少し、はみ出たりすることはあっても、自主的にすぐに元の檻の中に戻ってくる。
まるで、DV被害者のように。
DV被害者は、暴力の恐怖から、相手から逃れることができないわけだが、
わたしは、別に暴力を受けるわけでも、ののしられるわけでも、なんの圧力も受けない。
つまり、自由なのに。
でも、自由は、束縛があってこその自由で、本当の自由のなかで、自分を解放すると
大空の上で、飛べない鳥のようになってしまうだろう。
たぶん、なにかに囚われている。
ほんとうの意味では、自立していない。
こんな年になって、情けないような気もするが、
得るものと失うものを比較し、自然と自分をコントロールしてしまう。
ブレーキをかけ、自分の位置を確かめ、制御する。
自己責任をもって何事も行うべきであり、自己責任の範囲は、広いようで、けっこう狭い。

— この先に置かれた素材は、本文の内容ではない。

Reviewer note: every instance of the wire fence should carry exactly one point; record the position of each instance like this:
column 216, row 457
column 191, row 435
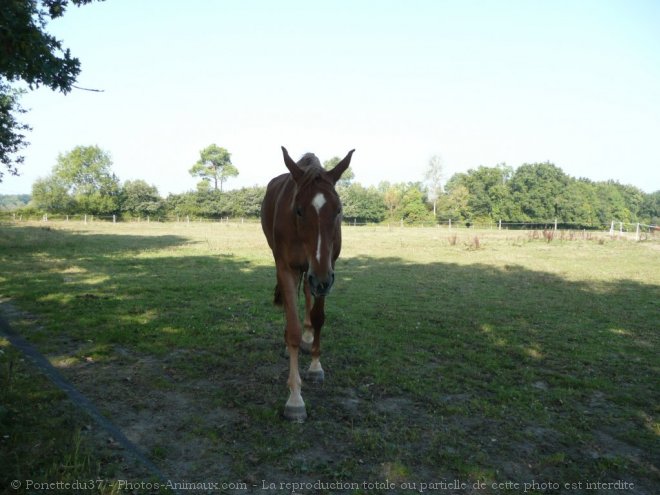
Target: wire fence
column 615, row 228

たとえパリに一人旅しようが、ほんとうの意味での自由ではない。
ひとときの擬似・開放区だ。
だれも、わたしを束縛しているわけではないのに、自分で勝手に束縛されている。
ほんとうに自由になれるのは、死ぬときなのだろうか。
だとすると、死は、そんなに怖いものではなく、
一生に一度ぐらいは味わってみたい、待ち望んでいたことかも知れない。
ただ、一度味わうと、後戻りできない。それがコワイ。
大切なもの、愛するものと永久的に別れることは、わたしにとっては出来ない。
だとすると、自由を束縛しているものは、自分にとって、かけがえのない人々ということだ。

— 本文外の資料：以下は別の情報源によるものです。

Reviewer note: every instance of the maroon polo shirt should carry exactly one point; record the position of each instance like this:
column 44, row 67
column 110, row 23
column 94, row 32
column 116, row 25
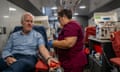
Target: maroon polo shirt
column 73, row 56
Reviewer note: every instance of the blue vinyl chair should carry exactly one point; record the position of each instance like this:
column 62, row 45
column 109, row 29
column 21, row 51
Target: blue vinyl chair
column 39, row 29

死は、確かに怖いし、避けられない。でも天寿を全うする死は、怖くない。
「死」以外の状況で、自分の大切なものを失うとすると・・・
家族崩壊・破産・病・戦争・諍い・災害・事故・・・・
自宅にポスティングされる、宗教関係のチラシに書いてあるような内容になりそうだ。
いつなんどき、幸せな日常がストップするかも知れない。
欲を張らず、感謝のこころを忘れず、身の丈に応じた生活を送るべき。
これまた、近所のバス停に設置されている、どこかの宗教の、ありがたい教本みたいな内容になりそうだ。
自分のこころを縛るのも、開放するのも、自分次第。
誰の影響も束縛も受けるものではない。
すべて、自分にある。
こころが軽くなり、アタマが軽くなり、そして、カラダも始動し始めた。
お腹が空いてきた。
家族も起き出して来た。
朝ごはんを食べて、さあ、今日も元気に出かけよう。